Trek replaced it on warranty but warned me that it was “user error,” and they wouldn’t do it again. God damn over-engineered piece of crap, you touch it gently and it snaps like a skinny fuck’s collarbone.
This time I was gentle. All levers still in place.
Three hours later, Global Bikes called.
“Your bike is ready.”
Shit. No “real” problems get fixed this fast. This is going to be embarrassing.
“You bent the wire,” skinny fuck number 2 said. “I bent it back and it worked just fine.”
I could feel the eyes of all in the shop looking around to see what kind of an idiot would bend a wire and not bend it back. Their eyes all landed on me simultaneously. The peer pressure was greater than their combined weight. Skinny fucks.
“No charge,” they said. It was a pity repair.
If they can’t save my dignity, they can at least save something from my wallet. I’d like to think my dignity costs more than $50-$150, but this time I’ll take the cash.

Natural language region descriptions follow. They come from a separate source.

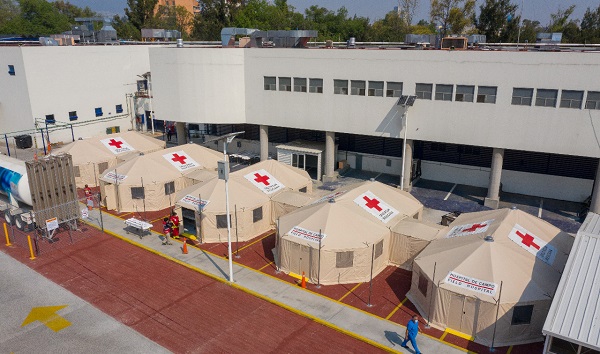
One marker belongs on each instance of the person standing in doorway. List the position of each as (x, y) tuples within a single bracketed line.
[(412, 329)]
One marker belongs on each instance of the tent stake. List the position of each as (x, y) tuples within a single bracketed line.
[(496, 323), (431, 298), (371, 281)]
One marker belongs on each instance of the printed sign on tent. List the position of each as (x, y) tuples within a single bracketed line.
[(305, 234), (469, 229), (376, 207), (199, 203), (181, 161), (533, 244), (116, 145), (477, 285), (262, 180), (112, 176)]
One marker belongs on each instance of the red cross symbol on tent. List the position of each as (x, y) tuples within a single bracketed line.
[(527, 240), (261, 179), (180, 159), (372, 203), (115, 143), (474, 227)]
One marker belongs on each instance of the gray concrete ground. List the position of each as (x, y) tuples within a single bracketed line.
[(90, 330), (339, 315)]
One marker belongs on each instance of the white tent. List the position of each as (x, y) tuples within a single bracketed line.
[(503, 264), (351, 243), (93, 156), (150, 181), (249, 209)]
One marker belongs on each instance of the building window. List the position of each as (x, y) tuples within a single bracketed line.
[(486, 94), (257, 214), (423, 91), (137, 193), (376, 88), (394, 89), (593, 100), (464, 93), (222, 221), (315, 85), (340, 87), (169, 188), (522, 315), (270, 83), (285, 84), (443, 92), (357, 88), (344, 259), (299, 84), (546, 98), (378, 249), (571, 99), (423, 282), (522, 96)]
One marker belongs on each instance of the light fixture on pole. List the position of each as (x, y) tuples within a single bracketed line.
[(405, 102), (223, 170)]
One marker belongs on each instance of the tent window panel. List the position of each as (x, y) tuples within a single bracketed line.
[(423, 284), (561, 346), (222, 221), (137, 193), (522, 315), (102, 166), (344, 259), (169, 188), (257, 214), (378, 249)]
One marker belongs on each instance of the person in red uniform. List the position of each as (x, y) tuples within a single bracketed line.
[(175, 228)]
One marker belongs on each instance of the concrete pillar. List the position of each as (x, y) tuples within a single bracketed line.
[(181, 133), (595, 202), (329, 174), (264, 142), (493, 198), (407, 163)]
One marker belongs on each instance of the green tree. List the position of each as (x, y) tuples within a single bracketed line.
[(497, 20), (140, 13), (452, 15), (590, 26)]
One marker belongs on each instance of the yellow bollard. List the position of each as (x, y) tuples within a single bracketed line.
[(30, 248), (6, 234)]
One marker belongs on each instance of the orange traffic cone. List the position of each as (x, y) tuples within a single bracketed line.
[(303, 283)]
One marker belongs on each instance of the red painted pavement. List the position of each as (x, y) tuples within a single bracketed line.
[(180, 309)]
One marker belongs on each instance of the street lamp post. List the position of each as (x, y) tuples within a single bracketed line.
[(224, 175), (405, 102)]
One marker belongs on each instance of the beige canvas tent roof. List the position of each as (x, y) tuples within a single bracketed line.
[(409, 237), (500, 256), (347, 240), (249, 209), (290, 177), (94, 155), (161, 174)]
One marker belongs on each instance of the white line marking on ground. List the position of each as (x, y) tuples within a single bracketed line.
[(450, 193)]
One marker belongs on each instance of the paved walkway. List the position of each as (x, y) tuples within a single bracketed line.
[(356, 323)]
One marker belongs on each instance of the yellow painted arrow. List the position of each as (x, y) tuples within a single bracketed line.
[(47, 315)]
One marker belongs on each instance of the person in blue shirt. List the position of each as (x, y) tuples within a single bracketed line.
[(412, 329)]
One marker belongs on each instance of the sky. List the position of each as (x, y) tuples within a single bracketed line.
[(539, 10)]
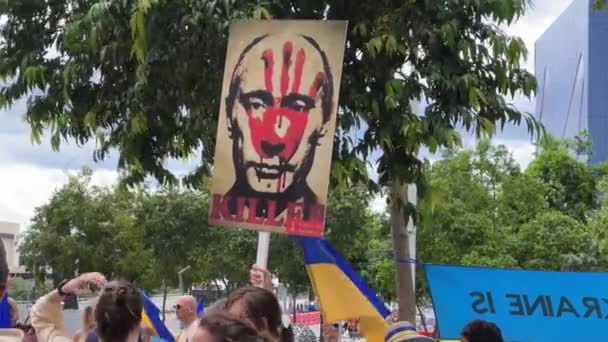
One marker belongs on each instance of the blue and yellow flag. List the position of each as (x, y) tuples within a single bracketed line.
[(342, 292), (150, 317)]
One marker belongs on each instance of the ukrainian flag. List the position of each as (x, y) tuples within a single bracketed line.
[(150, 317), (342, 292)]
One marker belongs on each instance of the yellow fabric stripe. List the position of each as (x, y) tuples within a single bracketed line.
[(341, 300), (401, 335)]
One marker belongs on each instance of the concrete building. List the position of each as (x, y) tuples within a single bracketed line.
[(9, 234), (572, 75)]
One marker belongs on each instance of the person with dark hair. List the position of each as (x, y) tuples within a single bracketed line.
[(88, 323), (118, 311), (260, 307), (221, 327), (481, 331)]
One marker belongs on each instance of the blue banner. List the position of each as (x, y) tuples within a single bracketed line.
[(528, 306)]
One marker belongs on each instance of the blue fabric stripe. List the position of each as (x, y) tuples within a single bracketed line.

When I bought this machine, I knew biking was a skinny man’s game. Signing up to be a fat biker, I put myself in a minority. I had no idea that it extended all the way down to my fat fingers. Bending a little wire turned a 20-speed, 21st-century prize of engineering into a single speed, 19th-century piece of shit .
One bend and 8 months later, we are still in the modern era, and the bike is working fine. The same cannot be said of my fragile male ego or pride. You can bend those back, but unlike the wire, they will never be the same.